Now, the “e” part comes in because we’re now getting [MLC] devices classed for enterprise use, where manufacturers are making changes to improve the quality, the lifetime and get them to a position where they can be classed as good enough to use in the enterprise.
SearchStorage.co.UK: What types improvements are vendors making to make MLC more reliable for enterprise use?
Evans: There are a whole host of features being added to these devices. Let’s go through a few of them.
The first one is wear leveling. A solid-state device isn’t written to in an even fashion. If you’ve got an area with a file or block of data that’s continually being hit by the host, then that particular section is going to wear out quicker, so one of the features that gets used is wear leveling. What that does is dynamically relocate blocks to other parts of the solid-state device to make sure that write activity is consistent across the whole unit. It means you get a more consistent lifetime for the device; it lasts longer because you’re writing across the whole device.
Another [one] is called bad-block mapping. There is where if you have an area that fails on a particular SSD, you can remap that bad block to another spare area that’s been overprovisioned in the SSD. That is where you rewrite those blocks of data, so, effectively, you’re giving yourself some extra capacity so if any blocks fail you, can remap those bad blocks to this extra space.

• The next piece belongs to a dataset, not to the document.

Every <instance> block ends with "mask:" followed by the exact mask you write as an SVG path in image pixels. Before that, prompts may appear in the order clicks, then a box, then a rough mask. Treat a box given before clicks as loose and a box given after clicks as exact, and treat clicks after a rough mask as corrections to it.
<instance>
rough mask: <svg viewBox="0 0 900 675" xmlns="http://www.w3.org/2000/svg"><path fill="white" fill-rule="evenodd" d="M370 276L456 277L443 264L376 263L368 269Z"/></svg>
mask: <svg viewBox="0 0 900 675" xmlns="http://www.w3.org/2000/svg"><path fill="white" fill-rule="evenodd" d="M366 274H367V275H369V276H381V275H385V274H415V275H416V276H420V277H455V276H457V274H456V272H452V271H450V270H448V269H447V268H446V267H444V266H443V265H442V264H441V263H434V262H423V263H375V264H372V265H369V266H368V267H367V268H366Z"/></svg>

Another technique is to improve error correction. If we’re reading and writing to these devices and we see bit errors, the [error correction] calculation that you would normally expect to be done in memory is done on SSD as well, and that helps to prolong the life a bit further.
Another feature is called write amplification. When you write to an SSD, one of the problems you have is if you are storing multiple bits in the same cell, then you may have to read that cell to get that data out, change the bit that you’re setting, then write that data again. Effectively, what you’re doing is writing more data physically to the SSD than you are writing from the host, and that’s simply because of the way that data is stored.
Write amplification is just a way of caching that data so that when you do write to disk, you’re writing in a more consistent fashion, so you’re not overwriting and you’re doing less I/O to the physical SSD. Again, it’s all about trying to reduce the amount of writing you’re doing to the device to improve its lifetime.
Those are a handful of the features the vendors are putting into their technology, but of course we’re sure to see more developments, including proprietary developments that vendors put into their technology.